Pukulan terhadap Poros Perlawanan

Empat tahun terakhir ini Poros Perlawanan telah mendapat pukulan bertubi-tubi, dengan para pemimpin yang sudah lama berpengaruh dibunuh oleh AS dan Israel.

Qassam Soleimani, kepala Pasukan Quds Iran dan koordinator utama Poros Perlawanan, terbunuh dalam serangan udara AS di Baghdad pada Januari 2020, bersama dengan Abu Mahdi al-Muhandis, seorang pemimpin paramiliter Irak terkemuka.

Tahun ini, Israel telah membunuh para pemimpin Hamas dan Hizbullah, Ismail Haniyeh dan Yahya Sinwar, serta Nasrallah dan calon penggantinya, Hashem Safieddine.

Terlepas dari semua pukulan ini, para ahli percaya bahwa tidak satu pun dari faksi-faksi ini berada di bawah ancaman eksistensial, yang menunjukkan bahwa para pemimpinnya tidak terlalu penting bagi organisasi-organisasi tersebut seperti yang diperkirakan Israel.

Renad Mansour, direktur proyek Iraq Initiative di Chatham House, mengatakan bahwa Poros telah dikonfigurasi ulang secara besar-besaran selama setahun terakhir, dengan peran Iran yang dulunya sangat sentral kini berkurang.

"Ada beberapa kelompok tertentu di Irak yang menjadi tumpuan hidup mereka dalam pertarungan transnasional," katanya kepada MEE.

Kelompok-kelompok seperti Hizbullah, meskipun disebut sangat setia kepada Iran, dalam beberapa tahun terakhir telah menjadi semakin otonom, seperti ketika faksi ini membunuh tiga prajurit AS di Yordania pada Januari.

Pada akhirnya, Lebanon adalah "gencatan senjata yang terkotak-kotak" dan anggota Poros lainnya tidak mungkin dan tidak mau mengendalikan aktivitas mereka.
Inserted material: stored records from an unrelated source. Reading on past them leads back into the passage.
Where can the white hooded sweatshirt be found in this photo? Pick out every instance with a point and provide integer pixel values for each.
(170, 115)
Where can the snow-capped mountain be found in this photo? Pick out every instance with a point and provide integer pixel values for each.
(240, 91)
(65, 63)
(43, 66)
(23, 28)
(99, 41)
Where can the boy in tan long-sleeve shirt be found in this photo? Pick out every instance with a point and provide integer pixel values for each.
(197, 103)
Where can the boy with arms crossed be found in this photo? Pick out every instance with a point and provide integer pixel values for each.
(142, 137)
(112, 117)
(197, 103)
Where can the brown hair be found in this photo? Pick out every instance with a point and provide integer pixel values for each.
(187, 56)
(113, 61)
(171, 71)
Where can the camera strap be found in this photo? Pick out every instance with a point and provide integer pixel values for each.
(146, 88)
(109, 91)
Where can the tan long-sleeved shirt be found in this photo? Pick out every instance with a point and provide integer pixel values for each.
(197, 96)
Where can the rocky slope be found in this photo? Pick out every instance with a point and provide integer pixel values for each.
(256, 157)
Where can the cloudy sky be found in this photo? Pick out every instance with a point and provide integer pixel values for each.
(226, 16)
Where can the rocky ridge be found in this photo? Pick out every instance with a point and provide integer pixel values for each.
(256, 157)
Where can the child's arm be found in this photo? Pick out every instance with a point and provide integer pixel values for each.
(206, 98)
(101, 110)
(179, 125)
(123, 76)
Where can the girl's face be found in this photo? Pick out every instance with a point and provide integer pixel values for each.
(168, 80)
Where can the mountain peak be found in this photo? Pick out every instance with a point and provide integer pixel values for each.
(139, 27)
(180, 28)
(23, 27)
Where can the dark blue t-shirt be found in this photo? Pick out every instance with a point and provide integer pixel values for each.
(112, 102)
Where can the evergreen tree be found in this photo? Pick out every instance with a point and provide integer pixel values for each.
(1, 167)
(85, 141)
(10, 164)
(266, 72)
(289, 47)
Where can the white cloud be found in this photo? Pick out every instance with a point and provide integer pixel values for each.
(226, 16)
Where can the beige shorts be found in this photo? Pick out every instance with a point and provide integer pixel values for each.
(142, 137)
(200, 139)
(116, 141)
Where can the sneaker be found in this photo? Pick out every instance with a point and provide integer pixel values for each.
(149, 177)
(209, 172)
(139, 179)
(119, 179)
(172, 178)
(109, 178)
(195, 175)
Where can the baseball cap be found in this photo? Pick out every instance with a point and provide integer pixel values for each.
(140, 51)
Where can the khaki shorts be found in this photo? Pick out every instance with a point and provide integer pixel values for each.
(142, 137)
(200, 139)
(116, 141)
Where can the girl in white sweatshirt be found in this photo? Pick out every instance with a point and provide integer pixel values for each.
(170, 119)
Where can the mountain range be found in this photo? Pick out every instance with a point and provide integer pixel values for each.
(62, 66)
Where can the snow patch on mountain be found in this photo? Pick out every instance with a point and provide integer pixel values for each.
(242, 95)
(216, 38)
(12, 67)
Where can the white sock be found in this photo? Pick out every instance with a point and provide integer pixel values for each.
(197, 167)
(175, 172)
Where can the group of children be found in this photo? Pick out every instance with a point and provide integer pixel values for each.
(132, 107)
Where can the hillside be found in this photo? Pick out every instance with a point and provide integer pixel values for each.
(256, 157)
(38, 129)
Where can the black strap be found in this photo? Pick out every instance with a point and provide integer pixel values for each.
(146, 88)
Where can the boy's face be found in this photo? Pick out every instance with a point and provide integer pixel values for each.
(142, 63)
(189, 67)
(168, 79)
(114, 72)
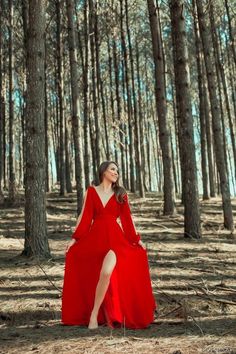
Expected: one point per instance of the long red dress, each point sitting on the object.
(129, 300)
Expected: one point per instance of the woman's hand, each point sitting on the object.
(71, 243)
(142, 244)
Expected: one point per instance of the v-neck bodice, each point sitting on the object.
(104, 206)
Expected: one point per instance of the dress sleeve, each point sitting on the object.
(85, 218)
(127, 222)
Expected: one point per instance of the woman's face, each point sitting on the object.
(111, 173)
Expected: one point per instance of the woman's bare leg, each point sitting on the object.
(108, 265)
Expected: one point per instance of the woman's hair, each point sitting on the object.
(118, 190)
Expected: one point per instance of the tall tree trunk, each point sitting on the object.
(184, 112)
(1, 105)
(60, 90)
(216, 118)
(201, 110)
(76, 125)
(95, 91)
(86, 95)
(36, 242)
(231, 36)
(160, 96)
(11, 107)
(127, 96)
(137, 152)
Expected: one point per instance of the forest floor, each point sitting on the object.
(194, 282)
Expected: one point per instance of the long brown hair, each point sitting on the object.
(118, 190)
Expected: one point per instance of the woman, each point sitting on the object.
(107, 278)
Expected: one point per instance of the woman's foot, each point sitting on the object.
(93, 323)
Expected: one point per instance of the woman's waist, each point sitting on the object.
(105, 216)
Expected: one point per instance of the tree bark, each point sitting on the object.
(216, 118)
(76, 125)
(36, 242)
(184, 114)
(160, 96)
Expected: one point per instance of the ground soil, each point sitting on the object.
(194, 282)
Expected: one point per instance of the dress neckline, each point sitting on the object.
(104, 206)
"Inilah sebabnya mengapa kita akan mulai mendapatkan pesan dari kelompok-kelompok pelopor ini bahwa hanya karena Hizbullah di Lebanon telah mencapai kesepakatan gencatan senjata, bukan berarti bahwa [kelompok-kelompok Irak] akan melakukan gencatan senjata - mereka memiliki lebih banyak otonomi, mereka memiliki lebih banyak pengambilan keputusan untuk mencoba mendorong narasi mereka," kata Mansour.

Gaza 'ditinggalkan'?

Para pengkritik Hizbullah telah membingkai gencatan senjata tersebut sebagai pengabaian terhadap sekutu-sekutu Hamas di Gaza.

Perjuangan Palestina telah lama menjadi pusat perhatian Poros, baik dari segi ideologi, propaganda, maupun strategi militernya. Setiap jeda yang jelas dari hal itu akan menjadi ancaman eksistensial bagi aliansi tersebut.

Namun, Poros Perlawanan tampaknya telah mengkonfigurasi ulang pendekatannya untuk memungkinkan pihak lain untuk terus menekan Israel.

Azizi mengatakan bahwa Iran tampaknya mengalihkan fokusnya ke Houthi di Yaman dan kelompok-kelompok bersenjata Irak, dengan mengatakan bahwa meskipun ada pembatasan internal, "eskalasi oleh Israel dapat mengaktifkan kembali garis depan Irak".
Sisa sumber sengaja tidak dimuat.